For crying out loud, if the national controller had the manpower to do a "stocktake" of that scale he could let every business owner in and have a safety person accompany each one if he thinks it necessary. That would quickly tell him what is where and provide a more useful stocktake for all concerned.
More likely, he hasn't got the manpower and he doesn't trust business owners to assess their risk. They will probably wait at the cordon another month, or two, or three, before they get his report.
Civil Defence is a sleepy hollow of bureaucracy at the best of times but you'd think a disaster would make it more inventive. Emergency response in this country seems to freeze on the principle that "safety is paramount".
Every time that phrase was intoned by the policeman in charge of the Pike River non-rescue I started barking at the TV. Safety is not paramount in a disaster. If it was, Japan wouldn't have exposed emergency crews to nuclear radiation at Fukushima this month.
Safety is a consideration to be weighed against the benefit to be gained from a calculated risk. At Pike River the risk was too high and the benefit never likely. At Christchurch the calculation is different.
Four weeks have passed since the big shake. Buildings left standing have had a summary inspection and given a sticker, red, yellow or green depending on how safe it may be to enter them. That was evidently for the guidance of rescue teams and engineers, it was not a reliable certification of safety.
It would do me. If my livelihood was locked up in a computer hard drive inside a building that had survived the February 22 shake with a few cracks and a coloured sticker, I'd want to take my chance. Or at least, I'd like the right to take my chance.
The culture of disaster control in this country appears to be that a material benefit can never warrant a risk to a human life. That principle sounds right but it is not, it is sanctimonious.
People risk a head-on collision driving to work every day. Disaster relief is selfless work.
Volunteers from local government, fire brigades and first aid agencies work in mud, rubble and danger to deal with dead bodies, trapped and traumatised people, anxious relatives and emotional survivors. Everyone looks to them for help and direction.
They are like an occupying military force while the state of emergency lasts, with power to requisition anything they need, order people out of houses and clear any area they think hazardous.
After the death, the stress and the destruction they have seen, a restoration of normal human activity is probably the last thing on their minds. When you have seen how treacherous normality has been, it must be hard to make any compromise with safety. And when you have control of the situation it must be hard to relinquish it.
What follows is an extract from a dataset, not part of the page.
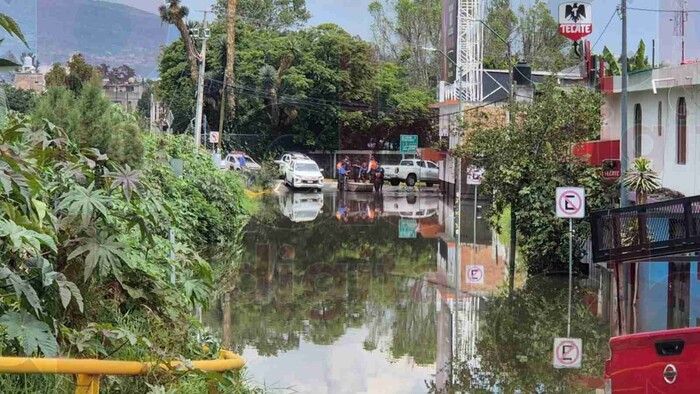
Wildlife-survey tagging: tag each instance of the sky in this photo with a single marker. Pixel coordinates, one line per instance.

Who wants property owners and small business tenants wandering about? What if the risks they might take means rescue workers would face more danger trying to save them? That will be the best argument Civil Defence controllers can make for keeping them out. But it is a principle that has been honoured in the breach. Managers of Christchurch's up-market department store Ballantynes were allowed into their building within days of the quake. One of them was on National Radio the next day, confident it could reopen.
Until more business people start wandering about, the city's centre has no prospect of recovery.
Once they can assess what they can salvage it is just possible a critical mass will see opportunities to sow some seeds of commercial revival. Let them evaluate the danger for themselves and respect their decision whatever it may be.
Disaster does not make infants of us.